Patentable/Patents/US-9524733
US-9524733

Objective speech quality metric

PublishedDecember 20, 2016
Assigneenot available in USPTO data we have
Inventorsnot available in USPTO data we have
Technical Abstract

Methods and systems are provided for using a model of human speech quality perception to provide an objective measure for predicting subjective quality assessments. A Virtual Speech Quality Objective Listener (ViSQOL) model is a signal-based full-reference metric that uses a spectro-temporal measure of similarity between a reference signal and test speech signal.
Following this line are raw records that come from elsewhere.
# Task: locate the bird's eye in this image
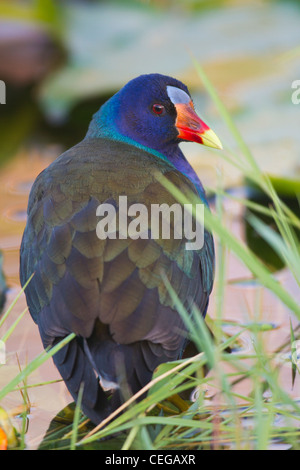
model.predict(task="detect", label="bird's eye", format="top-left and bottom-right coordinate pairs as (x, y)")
top-left (152, 104), bottom-right (165, 114)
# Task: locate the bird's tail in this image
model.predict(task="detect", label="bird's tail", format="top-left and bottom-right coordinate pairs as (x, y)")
top-left (53, 338), bottom-right (111, 424)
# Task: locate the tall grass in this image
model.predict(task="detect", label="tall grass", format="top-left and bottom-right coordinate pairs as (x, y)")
top-left (0, 59), bottom-right (300, 450)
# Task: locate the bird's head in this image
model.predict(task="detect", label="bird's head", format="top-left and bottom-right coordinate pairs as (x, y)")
top-left (90, 74), bottom-right (222, 153)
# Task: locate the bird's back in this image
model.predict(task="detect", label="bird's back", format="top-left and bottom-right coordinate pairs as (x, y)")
top-left (20, 139), bottom-right (214, 422)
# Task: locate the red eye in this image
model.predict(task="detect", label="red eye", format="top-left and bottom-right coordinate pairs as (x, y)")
top-left (152, 104), bottom-right (165, 114)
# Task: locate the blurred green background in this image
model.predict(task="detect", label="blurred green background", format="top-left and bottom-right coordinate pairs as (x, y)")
top-left (0, 0), bottom-right (300, 294)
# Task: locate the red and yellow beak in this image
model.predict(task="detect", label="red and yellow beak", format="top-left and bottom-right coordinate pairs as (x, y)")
top-left (175, 101), bottom-right (223, 149)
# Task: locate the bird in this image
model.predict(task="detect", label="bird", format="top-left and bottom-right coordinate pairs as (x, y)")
top-left (20, 73), bottom-right (222, 424)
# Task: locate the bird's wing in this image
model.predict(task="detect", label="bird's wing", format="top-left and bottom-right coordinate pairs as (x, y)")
top-left (21, 137), bottom-right (214, 419)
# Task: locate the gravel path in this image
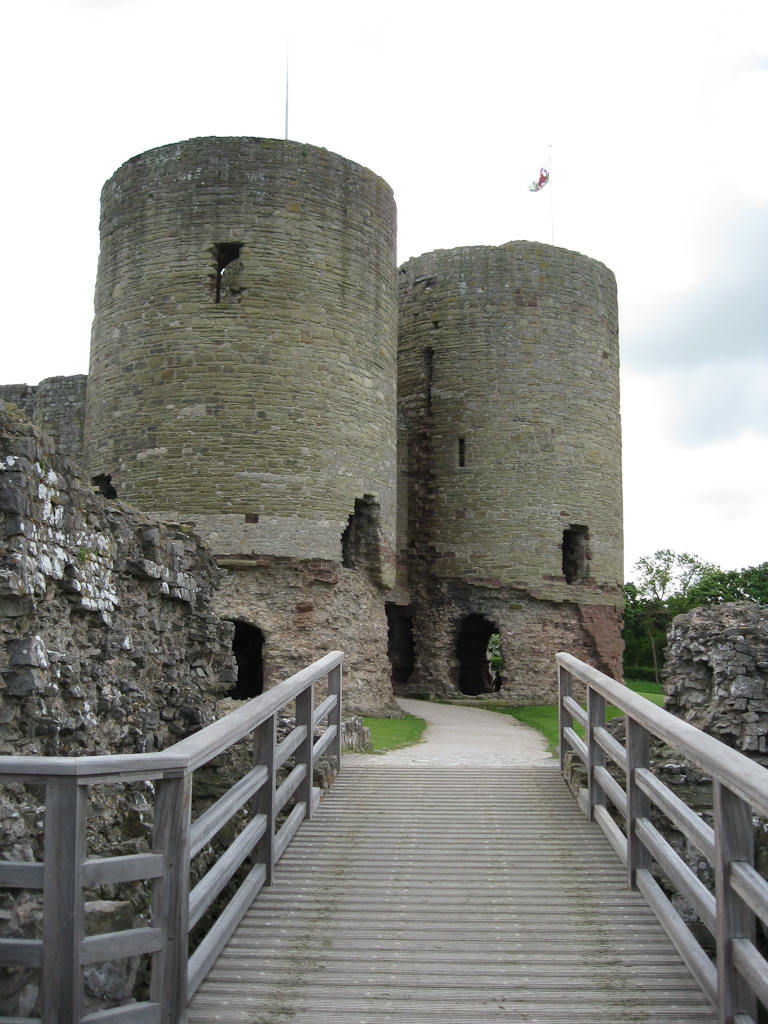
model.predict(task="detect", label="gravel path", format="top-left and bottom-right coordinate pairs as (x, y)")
top-left (344, 697), bottom-right (552, 767)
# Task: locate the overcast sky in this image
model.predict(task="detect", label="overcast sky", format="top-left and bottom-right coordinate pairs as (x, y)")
top-left (0, 0), bottom-right (768, 574)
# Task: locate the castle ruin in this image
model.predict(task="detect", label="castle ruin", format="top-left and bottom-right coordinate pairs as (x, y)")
top-left (0, 138), bottom-right (623, 714)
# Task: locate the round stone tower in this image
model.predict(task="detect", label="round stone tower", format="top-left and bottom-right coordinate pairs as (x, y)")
top-left (85, 138), bottom-right (396, 573)
top-left (390, 242), bottom-right (623, 702)
top-left (85, 138), bottom-right (396, 703)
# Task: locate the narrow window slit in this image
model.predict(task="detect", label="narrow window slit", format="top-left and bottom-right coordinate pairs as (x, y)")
top-left (213, 242), bottom-right (243, 304)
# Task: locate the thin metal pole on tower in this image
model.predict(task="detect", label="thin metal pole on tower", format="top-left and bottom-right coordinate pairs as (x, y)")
top-left (286, 29), bottom-right (291, 141)
top-left (549, 146), bottom-right (555, 245)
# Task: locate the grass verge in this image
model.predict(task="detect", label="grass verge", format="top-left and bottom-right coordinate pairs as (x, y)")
top-left (362, 715), bottom-right (427, 754)
top-left (488, 679), bottom-right (664, 753)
Specifically, the model provides for the ability to detect and predict the level of clock drift, and determine whether such clock drift will impact a listener's quality of experience.

Patent Claims
26 claims

Legal claims defining the scope of protection, as filed with the USPTO.

1

1. A method for determining speech quality comprising: receiving a first signal and a second signal, wherein the second signal is a degraded version of the first signal; creating a time-frequency representation for each of the two signals; using the time-frequency representation for the first signal to select at least one portion of the first signal containing speech data; identifying, based on time-frequency representation for the second signal, at least one portion of the second signal corresponding to the at least one portion of the first signal; determining a level of similarity between the second signal and the first signal based on a comparison of the at least one portion of the second signal and the corresponding at least one portion of the first signal, wherein the level of similarity is determined using Neurogram Similarity Index Measure (NSIM); and generating a speech quality estimate based on the level of similarity determined using NSIM.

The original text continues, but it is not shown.